I have an n-by-n matrix (n-very large) that I want to check whether it is a zero matrix or not in Julia. One of the ways that I tried is the following

using BenchmarkTools
using Random

A = rand(2000,2000); # n = 2000 for instance.
@btime all($A .== 0) 

which outputs to

2.380 ms (4 allocations: 492.59 KiB)
false

Is there any other efficient ways to achieve the same?

CodePudding user response:

There is a dedicated function for finding out whether an object is an 'additive identity', i.e. zero.
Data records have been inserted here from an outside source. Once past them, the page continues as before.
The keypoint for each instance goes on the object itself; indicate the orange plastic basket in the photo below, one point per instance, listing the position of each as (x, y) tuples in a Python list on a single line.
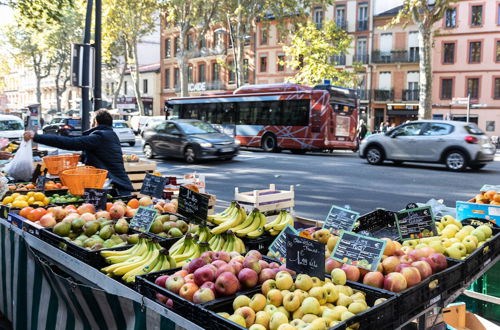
[(77, 179), (56, 164)]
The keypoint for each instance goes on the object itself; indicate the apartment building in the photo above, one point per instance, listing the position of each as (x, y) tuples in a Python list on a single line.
[(466, 62)]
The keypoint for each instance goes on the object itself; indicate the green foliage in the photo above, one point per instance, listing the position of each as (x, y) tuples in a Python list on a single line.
[(311, 52)]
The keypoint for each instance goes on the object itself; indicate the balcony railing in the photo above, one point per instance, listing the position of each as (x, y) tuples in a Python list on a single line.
[(411, 94), (383, 94), (362, 58), (339, 59), (395, 56)]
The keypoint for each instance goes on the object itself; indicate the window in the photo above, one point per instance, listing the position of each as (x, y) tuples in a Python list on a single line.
[(475, 52), (446, 89), (449, 53), (201, 73), (496, 88), (318, 16), (264, 33), (167, 78), (363, 17), (263, 63), (476, 15), (215, 72), (435, 129), (450, 17), (190, 74), (473, 87), (281, 62), (168, 50)]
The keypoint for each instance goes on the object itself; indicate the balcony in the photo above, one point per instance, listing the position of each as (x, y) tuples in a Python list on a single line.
[(383, 94), (339, 59), (395, 56), (411, 95), (362, 58)]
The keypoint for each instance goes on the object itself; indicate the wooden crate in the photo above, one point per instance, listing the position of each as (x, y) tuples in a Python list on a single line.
[(266, 200)]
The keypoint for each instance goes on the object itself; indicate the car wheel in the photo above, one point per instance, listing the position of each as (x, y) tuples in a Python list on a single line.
[(269, 143), (456, 161), (148, 151), (190, 155), (374, 155)]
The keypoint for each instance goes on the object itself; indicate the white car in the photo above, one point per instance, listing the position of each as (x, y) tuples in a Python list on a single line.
[(11, 127), (124, 132)]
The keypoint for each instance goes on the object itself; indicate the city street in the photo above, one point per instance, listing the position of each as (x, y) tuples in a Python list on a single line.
[(341, 178)]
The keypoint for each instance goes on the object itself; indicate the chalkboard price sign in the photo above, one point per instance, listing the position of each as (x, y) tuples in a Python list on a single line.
[(193, 205), (96, 197), (416, 223), (143, 218), (153, 185), (340, 219), (278, 247), (305, 256), (358, 250)]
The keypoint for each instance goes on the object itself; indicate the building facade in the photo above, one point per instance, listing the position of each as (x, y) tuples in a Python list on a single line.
[(466, 62)]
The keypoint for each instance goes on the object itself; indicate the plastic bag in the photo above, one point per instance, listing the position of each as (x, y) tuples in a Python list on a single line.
[(21, 166)]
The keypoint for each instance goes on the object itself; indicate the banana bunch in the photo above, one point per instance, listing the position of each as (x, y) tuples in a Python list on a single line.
[(236, 216), (225, 215), (253, 226), (227, 242), (144, 257), (277, 225)]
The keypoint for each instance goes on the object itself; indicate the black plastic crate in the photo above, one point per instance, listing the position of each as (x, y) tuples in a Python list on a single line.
[(430, 291), (379, 223)]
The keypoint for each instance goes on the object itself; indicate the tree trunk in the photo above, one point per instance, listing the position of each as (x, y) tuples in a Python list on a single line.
[(425, 49)]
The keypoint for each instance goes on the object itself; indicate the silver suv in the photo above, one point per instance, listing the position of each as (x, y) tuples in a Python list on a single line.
[(454, 143)]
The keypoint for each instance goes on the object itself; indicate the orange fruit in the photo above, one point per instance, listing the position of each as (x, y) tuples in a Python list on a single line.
[(133, 203), (25, 211)]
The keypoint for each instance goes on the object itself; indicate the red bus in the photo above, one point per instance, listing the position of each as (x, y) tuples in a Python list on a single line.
[(279, 116)]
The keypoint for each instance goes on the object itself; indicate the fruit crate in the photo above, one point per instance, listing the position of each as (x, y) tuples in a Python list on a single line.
[(437, 287), (266, 200), (378, 223)]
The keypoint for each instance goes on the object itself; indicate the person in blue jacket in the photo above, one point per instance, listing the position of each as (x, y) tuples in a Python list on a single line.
[(101, 149)]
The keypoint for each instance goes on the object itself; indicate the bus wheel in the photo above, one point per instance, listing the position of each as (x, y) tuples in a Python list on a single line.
[(269, 143)]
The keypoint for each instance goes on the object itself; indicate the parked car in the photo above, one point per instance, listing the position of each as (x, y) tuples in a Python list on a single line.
[(453, 143), (124, 132), (189, 139), (11, 127), (65, 127)]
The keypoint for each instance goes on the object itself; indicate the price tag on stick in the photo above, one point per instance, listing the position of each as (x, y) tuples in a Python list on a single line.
[(278, 247), (96, 197), (305, 256), (193, 205), (143, 218), (416, 223), (153, 185), (340, 219), (358, 250)]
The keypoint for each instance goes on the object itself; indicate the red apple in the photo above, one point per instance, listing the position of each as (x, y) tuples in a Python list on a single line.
[(203, 295), (395, 282), (187, 291), (226, 284), (204, 274), (424, 268), (412, 276), (375, 279)]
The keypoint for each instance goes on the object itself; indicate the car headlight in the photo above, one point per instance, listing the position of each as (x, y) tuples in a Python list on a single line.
[(205, 145)]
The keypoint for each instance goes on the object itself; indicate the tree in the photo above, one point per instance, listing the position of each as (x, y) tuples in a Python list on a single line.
[(186, 16), (312, 52), (424, 14)]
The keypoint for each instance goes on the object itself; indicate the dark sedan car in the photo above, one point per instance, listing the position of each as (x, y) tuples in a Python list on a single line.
[(64, 127), (189, 139)]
And this function works also for arrays:

iszero(A)

Internally, this is implemented as all(iszero, A), but I prefer just iszero(A) since it is more generic.

In some cases, such as for sparse arrays, iszero(A) can be much faster than all(iszero, A), since the latter will iterate over every element, while iszero(A) only iterates over the structurally non-zero elements.

CodePudding user response:

Broadcasting == first allocates a new boolean array, which you don't really need. For cases like this, all has a method accepting a predicate as the first argument:

julia> @btime all($A .== 0)
  3.744 ms (4 allocations: 492.59 KiB)
false

julia> @btime all(iszero, $A)
  2.880 ns (0 allocations: 0 bytes)
false

This has the additional advantage of short-circuiting, i.e., stopping after the first false.